JUPITER

Grammar: Circle the correct word in the brackets [ ] below:

Jupiter is the [largest / most large / larger / large] planet in the Solar System. It is the fifth planet from the Sun. Jupiter is [classifying / classifies / classify / classified] as a gas giant, both because it is so large and due to the fact [which / that / while / who] it is made up mostly of gas. The other gas giants are the planets Saturn, Uranus, and Neptune. Earth is not [making / makes / made / make] up of gas but is a mass of water and rock. Jupiter is absolutely huge. It has a mass of 1.8986×1027 kg, or about 318 Earths. This is twice the size of all the other planets in the Solar System [adding / added / add / adds] together.

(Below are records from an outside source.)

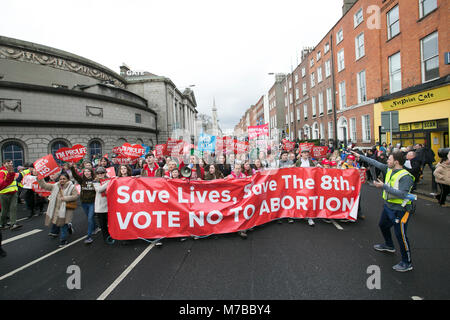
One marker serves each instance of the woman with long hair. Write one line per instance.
(87, 198)
(59, 215)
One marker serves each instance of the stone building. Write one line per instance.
(50, 99)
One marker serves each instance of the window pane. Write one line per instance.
(430, 46)
(432, 69)
(428, 6)
(13, 151)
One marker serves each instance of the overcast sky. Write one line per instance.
(225, 48)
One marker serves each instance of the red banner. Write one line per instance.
(130, 151)
(161, 150)
(288, 145)
(46, 166)
(305, 146)
(257, 131)
(319, 151)
(74, 154)
(39, 190)
(153, 208)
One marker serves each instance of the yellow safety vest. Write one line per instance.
(393, 182)
(12, 187)
(23, 173)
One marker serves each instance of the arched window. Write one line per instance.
(13, 151)
(55, 146)
(95, 147)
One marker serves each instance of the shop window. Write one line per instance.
(13, 151)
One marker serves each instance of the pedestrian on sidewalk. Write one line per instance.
(59, 214)
(396, 208)
(442, 175)
(87, 198)
(8, 198)
(5, 182)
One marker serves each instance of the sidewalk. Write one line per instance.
(424, 186)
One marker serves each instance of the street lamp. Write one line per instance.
(287, 99)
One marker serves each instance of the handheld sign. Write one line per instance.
(74, 154)
(46, 166)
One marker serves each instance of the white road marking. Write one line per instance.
(337, 225)
(20, 236)
(40, 259)
(108, 291)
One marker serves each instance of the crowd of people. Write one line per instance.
(92, 176)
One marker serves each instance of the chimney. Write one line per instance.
(123, 70)
(347, 5)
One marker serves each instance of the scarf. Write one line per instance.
(53, 198)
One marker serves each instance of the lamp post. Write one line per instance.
(287, 99)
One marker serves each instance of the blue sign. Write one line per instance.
(206, 143)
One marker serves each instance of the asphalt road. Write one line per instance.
(276, 262)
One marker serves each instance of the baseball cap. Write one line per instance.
(100, 170)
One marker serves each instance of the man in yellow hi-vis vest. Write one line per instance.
(396, 210)
(8, 199)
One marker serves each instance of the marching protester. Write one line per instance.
(212, 173)
(396, 210)
(5, 181)
(284, 161)
(87, 198)
(237, 174)
(442, 175)
(8, 199)
(306, 162)
(150, 166)
(101, 202)
(248, 170)
(62, 203)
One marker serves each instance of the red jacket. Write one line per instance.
(6, 180)
(151, 172)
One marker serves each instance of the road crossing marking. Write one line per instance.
(40, 259)
(337, 225)
(20, 236)
(116, 282)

Jupiter is 588 million kilometers from the Earth, but it is so big [who / which / that / while] we can see it in the night sky. You need to know [that / what / while / who] you are looking for to see Jupiter because it sometimes looks like a star. In fact, it is the third [bright / brightest / brightens / brighter] object in the night sky. Only the Earth's moon and the planet Venus are [brightest / brighter / bright / brighten].

Jupiter is very different from Earth. While Earth has just one moon, Jupiter has at [last / lest / least / less] 67 moons. Of these, 55 are very small and are [smaller / lower / less / deeper] than five kilometres wide. [A / The / Some / Most] four largest moons of Jupiter have strange names, [gave / given / gives / giving] to them by astronomers hundreds of years ago. They are [calling / call / calls / called] Io, Europa, Ganymede, and Callisto. They are collectively called the Galilean moons, because they were [discovering / discovered / discover / discovers] by the Italian astronomer Galileo in the seventeenth century. Ganymede is the [large / larger / largest / largely] moon in the Solar System.

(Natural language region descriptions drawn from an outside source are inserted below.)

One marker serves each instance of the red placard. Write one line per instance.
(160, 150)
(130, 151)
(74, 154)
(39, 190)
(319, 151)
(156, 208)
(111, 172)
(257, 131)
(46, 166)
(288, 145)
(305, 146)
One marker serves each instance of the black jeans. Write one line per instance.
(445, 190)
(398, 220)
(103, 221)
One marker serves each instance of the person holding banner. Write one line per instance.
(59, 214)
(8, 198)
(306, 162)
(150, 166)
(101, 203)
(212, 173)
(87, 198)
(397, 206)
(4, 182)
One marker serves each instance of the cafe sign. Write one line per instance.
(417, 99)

Jupiter is the third brightest object in the night sky, after the Moon and Venus. This means people have always [was / been / are / is] able to see it from Earth. The first person known to [real / reality / really / realism] study the planet was Galileo in 1610. He [be / was / did / does]the first person to see Jupiter's moons Io, Europa, Ganymede and Callisto. This was because he [uses / used / using / use] a telescope, unlike anyone before him.

No new moons were discovered for [most / more / many / much] than two hundred years after Galileo. In 1892, the astronomer E.E Barnard [finds / find / found / finding] a new moon using his observatory in California. He called the moon Amalthea. It was the last of Jupiter's 67 moons to be discovered by human observation through a telescope. In 1994, bits of a comet [hits / hitter / hitting / hit] Jupiter. It was the first time a collision or crash between two Solar System objects had been directly [seen / saw / seeing / sees] by people.